UPDATE: Congestion charge reportedly taken off table

The government has reportedly abandoned its plans to improve public transport in the capital by charging a toll on cars entering and leaving the city

UPDATED 8:00pm


Plans to establish a congestion charge in Copenhagen – one of the primary goals of the Socialdemokraterne-led government – has been left by the political wayside, according to unconfirmed reports being carried by most media outlets.


After four months of mounting opposition to the plan to implement a toll on cars entering and leaving the city, PM Helle Thorning-Schmidt had announced earlier today that her government would present a new plan tomorrow, but gave no specifics. 


It is now being reported that the government will earmark 750 million kroner for improved public transport, but that the congestion charge will not be a part of that plan.



An extraordinary meeting on Tuesday morning between the government’s top ministers to decide once and for all how to move forward with a controversial proposal to introduce a congestion charge around Copenhagen ended without answers.

The negotiation was billed by the media as a “crisis meeting” – with political commentators noting that the crisis was the standoff between the governing parties themselves. The highly publicized meeting was called in the eleventh hour after negotiations between the finance minister, Bjarne Corydon (Socialdemokraterne), and the tax minister, Thor Möger Pedersen (Socialistisk Folkeparti), broke down, according to Berlingske newspaper.

In her weekly press conference directly following the meeting, Prime Minister Helle Thorning-Schmidt (Socialdemokraterne) repeatedly evaded journalists’ questions about its details with a single phrase: “There will be a really good solution tomorrow.”

As to whether the failure to reach an agreement signaled a deep division between Socialdemokraterne (S) and their governing partners, Socialistisk Folkeparti (SF), Thorning-Schmidt insisted: “Things are fine with SF. We have a strong relationship and a strong friendship. We have a lot of respect for each other.”

Notably, however, she refused to answer the press corps’ repeated questions as to whether she would again guarantee that the congestion charge (betalingsring) will definitely happen – a guarantee Thorning-Schmidt has made on at least six earlier occasions since the election, and as recently as February 7.

To that question, she again replied, “There will be a really good solution tomorrow.”

The controversy over the congestion charge has ranged far and wide, raising hairs and even lawsuits from the opposition, business organisations and the mayors of outlying suburbs. Local and regional S politicians even complained openly that their leaders in the government were not listening to their worries.

Ultimately, however, it could be disagreement between the once firm allies, S and SF, that kills the plan.
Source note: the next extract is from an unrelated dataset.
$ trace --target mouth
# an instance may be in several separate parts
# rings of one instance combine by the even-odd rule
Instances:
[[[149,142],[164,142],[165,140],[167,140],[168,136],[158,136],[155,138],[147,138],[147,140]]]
Their apparent inability to solve their differences behind closed doors has exposed a lack of cohesion and weak leadership, according to several political commentators.

“This is crisis management in full, wide-open view and that signals a lack of punctual precision on the part of the prime minister Helle Thorning-Schmidt,” Berlingske’s political commentator Thomas Larsen said. “It means that every Dane now knows there is internal friction inside this government and all the media are following along minute by minute to see how the crisis will develop. First and foremost, Helle Thorning-Schmidt has failed as the governing leader to contain this conflict and lay the groundwork for an internal compromise.”

Rasmus Jønsson, a political commentator and professor at Roskilde University, agreed that the situation reflected poorly on the ministers, including the prime minister.

“The government itself is to blame for this circus, because all the politicians in the cabinet have been willing to comment on it,” Jønsson told Politiken newspaper. “The case has grown into a really chaotic procedure that lacks force and it could explode in Helle Thorning-Schmidt’s hands.”

The congestion charge, in conjunction with reduced ticket prices for public transportation, has long been a key political issue for SF. In the lead-up to the election, SF’s leader, Villy Søvndal, promised to subsidize public transportation tickets by 40 percent using income from the proposed congestion charge.

However, several months later, when a closer look at the numbers revealed that the congestion charge would only create 700-800 million kroner per year in revenue instead of the two billion kroner originally projected, and when local, left-of-centre politicians, as well as the opposition, banded together to block the project, S began to cool on it, reports Politiken.

Despite the mounting resistance to the plan and the revised revenue projections, SF has steadfastly held to its key campaign promise to introduce the congestion charge – a promise which Søvndal staked the election and his political reputation on.

A source in SF suggested to Berlingske that SF could exit the government if S decides to drop the project.

“We’ve been clear enough about what the consequences could be,” said the source, who asked to remain anonymous.

Other politicians within the party – who also asked to remain anonymous — dismissed that threat, however.

Regardless of what form the “really good solution” takes tomorrow, political pundits note that the cost to Thorning-Schmidt and her coalition government may already be too high.

“She should have made sure much earlier that they could come up with a solution. This controversy has simply been bandied about in the media for too long, growing larger and larger,” Larsen said.